Alain Souchon est l'une des figures majeures de la chanson française depuis les années 70. Sa carrière est notamment marquée par sa collaboration, sa très forte amitié avec Laurent Voulzy depuis 1974. On accueille, avec plaisir, Alain Souchon à franceinfo pour passer la semaine ensemble et revenir sur cinq de ses titres incontournables comme une occasion de relire un peu son parcours. Il a sorti, il a quelques semaines, un best of : (Nouvelle) collection, comprenant trois CD avec 57 titres très connus ou un peu moins et aujourd’hui, on parle de la chanson Foule sentimentale.

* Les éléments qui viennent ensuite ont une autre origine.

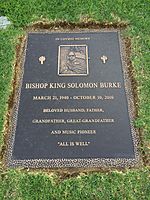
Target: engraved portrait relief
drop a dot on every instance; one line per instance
(72, 60)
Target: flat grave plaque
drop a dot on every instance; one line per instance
(74, 103)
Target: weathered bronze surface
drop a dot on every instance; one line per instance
(74, 106)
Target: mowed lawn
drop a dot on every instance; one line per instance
(25, 184)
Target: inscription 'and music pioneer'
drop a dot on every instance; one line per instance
(73, 106)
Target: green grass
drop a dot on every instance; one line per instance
(130, 184)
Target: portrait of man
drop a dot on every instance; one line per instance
(72, 60)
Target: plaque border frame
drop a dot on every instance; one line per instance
(87, 66)
(76, 163)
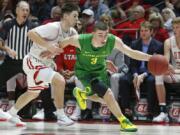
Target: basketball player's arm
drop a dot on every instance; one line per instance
(7, 49)
(35, 37)
(167, 50)
(130, 52)
(73, 40)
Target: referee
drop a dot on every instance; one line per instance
(14, 41)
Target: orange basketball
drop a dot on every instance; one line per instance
(158, 64)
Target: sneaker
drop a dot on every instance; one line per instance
(63, 120)
(76, 114)
(137, 94)
(127, 126)
(80, 97)
(15, 120)
(162, 117)
(50, 117)
(4, 116)
(39, 115)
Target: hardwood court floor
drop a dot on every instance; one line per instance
(85, 128)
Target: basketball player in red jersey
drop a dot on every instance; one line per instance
(171, 45)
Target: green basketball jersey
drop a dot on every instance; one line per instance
(91, 61)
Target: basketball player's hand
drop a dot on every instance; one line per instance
(47, 54)
(54, 49)
(11, 53)
(111, 67)
(170, 70)
(140, 79)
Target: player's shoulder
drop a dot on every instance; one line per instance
(53, 24)
(9, 23)
(73, 31)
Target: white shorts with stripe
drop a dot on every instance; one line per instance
(39, 76)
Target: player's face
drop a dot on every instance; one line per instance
(101, 36)
(145, 33)
(72, 18)
(176, 29)
(23, 11)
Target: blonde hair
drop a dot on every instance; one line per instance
(156, 16)
(176, 20)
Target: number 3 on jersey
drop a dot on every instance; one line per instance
(93, 61)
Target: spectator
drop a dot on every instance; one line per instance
(172, 53)
(138, 77)
(55, 15)
(168, 15)
(16, 44)
(159, 32)
(128, 29)
(98, 8)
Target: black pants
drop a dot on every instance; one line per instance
(148, 87)
(8, 69)
(47, 101)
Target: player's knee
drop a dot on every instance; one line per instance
(58, 79)
(33, 94)
(98, 87)
(159, 80)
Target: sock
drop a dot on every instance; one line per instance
(60, 112)
(13, 111)
(163, 108)
(121, 118)
(83, 95)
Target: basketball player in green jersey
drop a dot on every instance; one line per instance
(92, 50)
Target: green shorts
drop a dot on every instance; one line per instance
(87, 79)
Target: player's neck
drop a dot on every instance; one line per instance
(64, 26)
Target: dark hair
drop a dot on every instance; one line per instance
(176, 20)
(146, 24)
(101, 26)
(68, 8)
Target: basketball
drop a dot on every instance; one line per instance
(158, 64)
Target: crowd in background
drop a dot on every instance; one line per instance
(127, 20)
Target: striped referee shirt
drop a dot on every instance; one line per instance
(15, 37)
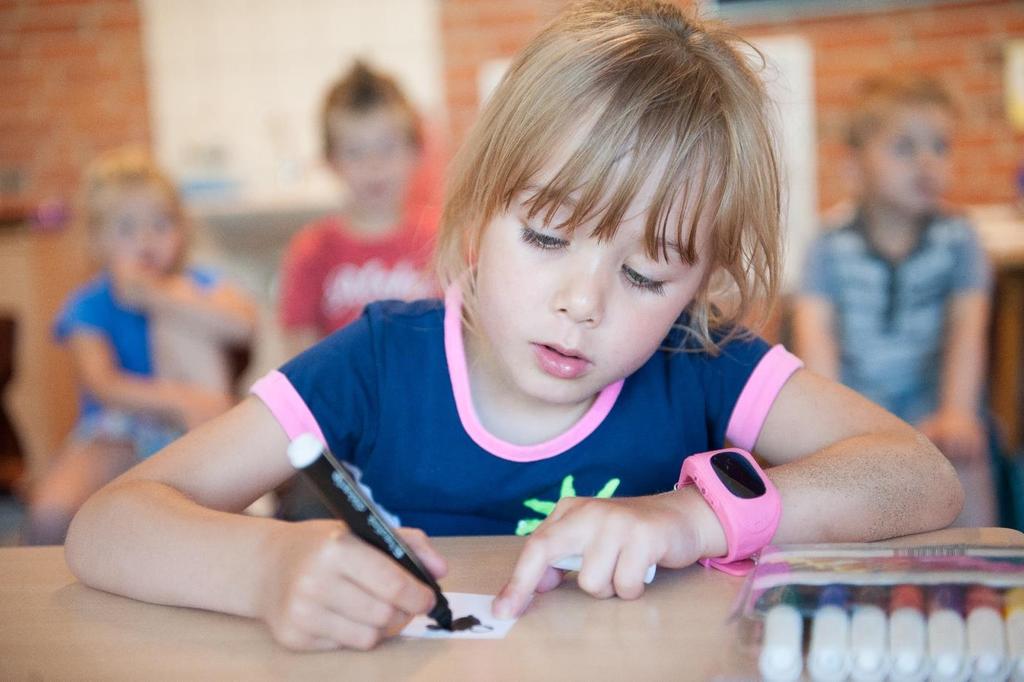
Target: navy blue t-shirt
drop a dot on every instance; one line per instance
(383, 394)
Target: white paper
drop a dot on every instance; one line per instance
(463, 603)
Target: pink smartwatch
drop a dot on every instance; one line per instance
(744, 500)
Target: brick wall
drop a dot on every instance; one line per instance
(73, 83)
(962, 43)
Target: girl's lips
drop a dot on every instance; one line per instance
(558, 364)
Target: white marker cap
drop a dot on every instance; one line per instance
(304, 450)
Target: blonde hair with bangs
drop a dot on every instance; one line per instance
(126, 169)
(879, 96)
(665, 92)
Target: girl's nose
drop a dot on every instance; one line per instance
(581, 298)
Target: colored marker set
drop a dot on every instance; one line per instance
(877, 612)
(945, 632)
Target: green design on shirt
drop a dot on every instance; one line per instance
(545, 507)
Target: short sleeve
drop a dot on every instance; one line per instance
(973, 271)
(84, 310)
(740, 385)
(816, 280)
(331, 390)
(298, 305)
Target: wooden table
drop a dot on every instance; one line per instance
(52, 627)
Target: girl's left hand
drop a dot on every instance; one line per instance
(619, 539)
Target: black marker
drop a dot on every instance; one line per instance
(345, 500)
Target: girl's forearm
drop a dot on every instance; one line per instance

franceinfo : Au fil de votre carrière, vous êtes devenu culte. Ça vous touche ?
Alain Souchon : Yves Simon disait que "les chansons, c'est un calendrier affectif", c'est-à-dire qu'une chanson que vous entendez et qui a été chantée il y a 22 ans, vous vous dîtes : "Ah oui, c'est sur cette chanson que j'ai rencontré untel ou untelle". Alors, ça fait de l'effet, c'est un calendrier affectif.
Vous avez toujours eu la musique dans la peau ?
Oh non ! Je suis un amateur, en musique. Amateur dans le bon sens du terme. J'aime et en même temps, je suis pas très professionnel. Je ne sais pas lire les répartitions par exemple.
Ça vous manque ?
Oui, cela me manque beaucoup de savoir lire une partition et de la jouer au piano. Je trouve ça extraordinaire, les gens qui prennent une partition de Chopin, puis en lisant, leurs doigts partent sur le clavier. Ça me fait envie !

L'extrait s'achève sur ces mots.